Last visit: November 2013
Other DFW locations: Dallas (2), Allen
Other states: New York, New Jersey, Arizona, Florida, Nevada, South Carolina
We've been sporadically going to the Grapevine location, despite intense construction challenges, almost since the day they opened last year. And both Mr. and Mrs. RJG consider Grimaldi's the best pizza in DFW. That's no small claim, especially considering worthy challengers such as INZO, Coal Vines, Campania, and Cavalli. Of course, we know that Mr. Music has given a huge thumbs up to Cane Rosso in Deep Ellum, and we definitely will head over at some point to try. I have taken Mr. Music here once, and he loved it as well.
Basically, Grimaldi's has perfected the coal oven baked pizza formula. Apparently they use a special coal imported from Pennsylvania, that burns hotter and cleaner than traditional coal. Grimaldi's, of course, insist that all of the outlets use this coal. We've been maybe 6 times now, and the pizza is perfect every single time. The ingredients are out of this world, and most are homemade. The sauce is delicious and the mozzarella is clearly made from local produce. I'm not even sure you can make a pizza better than this. Apologies to Dan Patrick, but you can't stop them, you can only hope to copy them. And we haven't even started on their delicious salads, which Mrs. RJG devours - and I fortunately get to help. Their Mediterranean Salad is outstanding, with fresh greens, a splendid vinaigrette dressing, feta cheese, and lots of olives, tomatoes, and cucumbers. Worth noting the nomenclature Grimaldi's uses. When you see the term "personal", think "small", When you see "small", think "large". That's the kind of portion size we're talking about here. They have a fine selection of wine and beer as well. And nothing goes better with a Grimaldi's pizza then an ice cold bottle of Brooklyn Lager. Or a pint of Peroni on draught. They have a nice bar area, that we've yet to take advantage of. But it looks appealing if I were to be on my own. Grab a pint and a personal pizza, and I'd be in heaven.

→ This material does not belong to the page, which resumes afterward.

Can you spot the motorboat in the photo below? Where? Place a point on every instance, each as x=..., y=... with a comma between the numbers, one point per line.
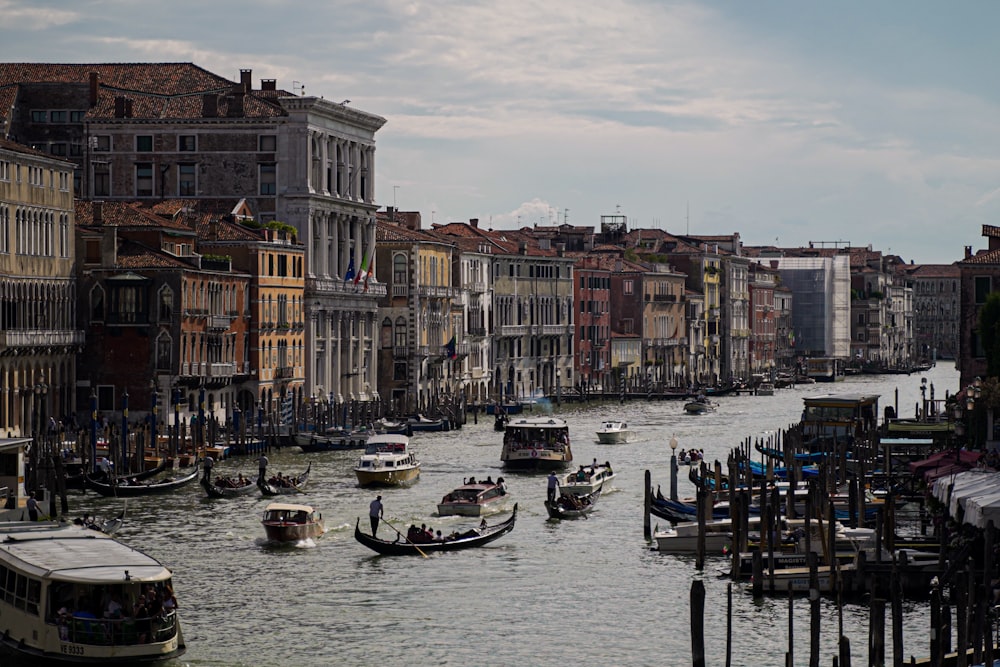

We first came across Grimaldi's with their Brooklyn Bridge location, and there were lines a mile long it seemed. So we never took the time to eat there (if you can't find good pizza while in Brooklyn, you are truly an unlucky person). Some very wise investors from Arizona decided to replicate the concept and bring it nationwide. It seems they are holding to a very strict standard, and if they continue to do so, will be successful for many years. My only advice to them is not to go to the public markets. Once they do that, profit will become more important than high standards. DFW is fortunate to have 4 locations. And NE Tarrant has one - and it's getting easier to go there as every day passes!